Our view is to analogize the metamodel construction error and the model accuracy to the error and residual in numerical solvers. For a given root finding problem, such as $f(x)=0$ solve for $x$ the most common way to measure the quality of the solution is to measure both the error and the residual. The error is defined as $\mid x-x^\star\mid$, which is the difference from the correct solution in the domain of $x$ and the residual is $\mid f(x) - f(x^\star)\mid$ or the difference from the correct solution in the codomain. We will frame our validation in terms of error and residual, where the error is how close did we get to the best metamodel, and residual is the difference between the observed versus predicted phenomena.

These techniques need to generate simple, explainable models for physical phenomena that are easy for scientists to generate, probe, and understand, while being the best possible model of the phenomena under investigation.

Next Steps

Our intended path forward following the review of this report is as follows:

  1. Incorporation of feedback received from DARPA PM, including information related to: the types of papers we consider to be in scope (e.g., those with and without source code); domain coverage and desired extensibility; expressed preference for inclusion/exclusion of particular package(s) and/or knowledge artifact(s).

  2. Construction of a proof-of-concept version of our knowledge graph and end-to-end pipeline, in which we begin with a motivating example and supporting documents (e.g., natural language descriptions of the research questions and mathematical relationships modeled; source code), show how these documents can be used to construct a knowledge graph, and show how traversal of this knowledge graph can approximately reproduce a hand-written Julia meta-modeling pipeline. The flu example outlined above is our intended motivating example, although we are open to tailoring this motivating example to domain(s) and/or research questions that are of interest to DARPA.

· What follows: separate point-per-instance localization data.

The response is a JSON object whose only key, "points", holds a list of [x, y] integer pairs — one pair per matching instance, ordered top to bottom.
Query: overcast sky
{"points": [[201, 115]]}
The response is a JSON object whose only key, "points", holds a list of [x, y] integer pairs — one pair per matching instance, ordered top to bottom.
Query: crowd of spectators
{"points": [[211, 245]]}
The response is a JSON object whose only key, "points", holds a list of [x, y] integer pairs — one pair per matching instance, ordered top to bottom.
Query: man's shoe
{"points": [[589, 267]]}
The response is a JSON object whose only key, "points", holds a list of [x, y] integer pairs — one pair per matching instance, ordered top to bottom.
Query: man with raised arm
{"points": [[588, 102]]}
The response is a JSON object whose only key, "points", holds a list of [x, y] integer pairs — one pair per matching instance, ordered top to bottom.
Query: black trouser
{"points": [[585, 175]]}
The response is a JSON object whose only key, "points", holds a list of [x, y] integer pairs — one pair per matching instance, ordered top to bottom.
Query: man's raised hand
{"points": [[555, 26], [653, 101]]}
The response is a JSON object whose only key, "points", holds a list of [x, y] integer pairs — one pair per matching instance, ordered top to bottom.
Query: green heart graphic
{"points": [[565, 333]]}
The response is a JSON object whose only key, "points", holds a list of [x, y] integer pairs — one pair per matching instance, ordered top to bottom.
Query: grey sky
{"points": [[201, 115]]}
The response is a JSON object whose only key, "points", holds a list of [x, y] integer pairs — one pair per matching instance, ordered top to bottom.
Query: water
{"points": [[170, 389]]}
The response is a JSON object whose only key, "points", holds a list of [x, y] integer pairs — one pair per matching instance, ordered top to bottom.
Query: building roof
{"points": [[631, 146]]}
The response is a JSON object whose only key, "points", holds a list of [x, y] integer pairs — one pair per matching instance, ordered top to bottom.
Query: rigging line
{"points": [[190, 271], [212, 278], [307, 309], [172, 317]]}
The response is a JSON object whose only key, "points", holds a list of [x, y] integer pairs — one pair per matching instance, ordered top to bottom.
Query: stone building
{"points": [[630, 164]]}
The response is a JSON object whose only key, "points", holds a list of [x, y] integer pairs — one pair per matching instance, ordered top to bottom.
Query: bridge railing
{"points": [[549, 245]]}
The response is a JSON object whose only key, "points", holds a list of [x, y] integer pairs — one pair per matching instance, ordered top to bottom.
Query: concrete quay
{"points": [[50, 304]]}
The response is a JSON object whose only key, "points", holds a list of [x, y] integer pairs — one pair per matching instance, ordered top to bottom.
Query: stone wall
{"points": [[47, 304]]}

  3. A feature of the system not yet explored is automatic transformation of models at the Semantic Level. These transformations will be developed in accordance with interface expectations from downstream consumers including the TA2 performers.

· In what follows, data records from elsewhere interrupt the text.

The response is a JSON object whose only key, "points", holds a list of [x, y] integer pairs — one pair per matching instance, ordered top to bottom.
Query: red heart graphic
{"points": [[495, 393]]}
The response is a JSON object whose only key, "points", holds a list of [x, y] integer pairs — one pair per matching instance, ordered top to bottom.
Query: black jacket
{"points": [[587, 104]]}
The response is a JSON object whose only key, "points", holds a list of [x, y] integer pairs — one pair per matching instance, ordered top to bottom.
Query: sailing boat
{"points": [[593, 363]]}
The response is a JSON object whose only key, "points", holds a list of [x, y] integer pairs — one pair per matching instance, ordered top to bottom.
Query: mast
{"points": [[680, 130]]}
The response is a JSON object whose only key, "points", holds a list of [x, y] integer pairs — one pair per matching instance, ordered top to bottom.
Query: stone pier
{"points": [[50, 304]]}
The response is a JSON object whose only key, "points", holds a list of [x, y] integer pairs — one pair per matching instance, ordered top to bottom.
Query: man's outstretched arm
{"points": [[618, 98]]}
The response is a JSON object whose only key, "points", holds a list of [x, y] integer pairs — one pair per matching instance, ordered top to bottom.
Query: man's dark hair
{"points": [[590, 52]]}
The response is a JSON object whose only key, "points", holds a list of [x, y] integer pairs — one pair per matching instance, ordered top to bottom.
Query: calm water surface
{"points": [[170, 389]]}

Executing on this proof-of-concept deliverable will allow us to experience the iterative development and research life-cycle that end-users of our system will ultimately participate in. We anticipate that this process will help us to identify gaps in our knowledge and framing of the problem at hand, and/or shortcomings in our methodological approach that we can enhance through the inclusion of curated domain-expert knowledge (e.g., to supplement the lexical nodes and edges we are able to extract from source code). In addition, we expect the differences between our hand-produced meta-model and our system-produced meta-model to be informative and interpretable as feedback which can help us to improve the system architecture and associated user experience. It's also worth noting that over the medium term, we anticipate that holes in the knowledge graph (e.g., missing vertices and/or edges; missing conversion steps to go from one unit of analysis to another, etc.) may help us to highlight areas where either additional research, and/or expert human input is needed.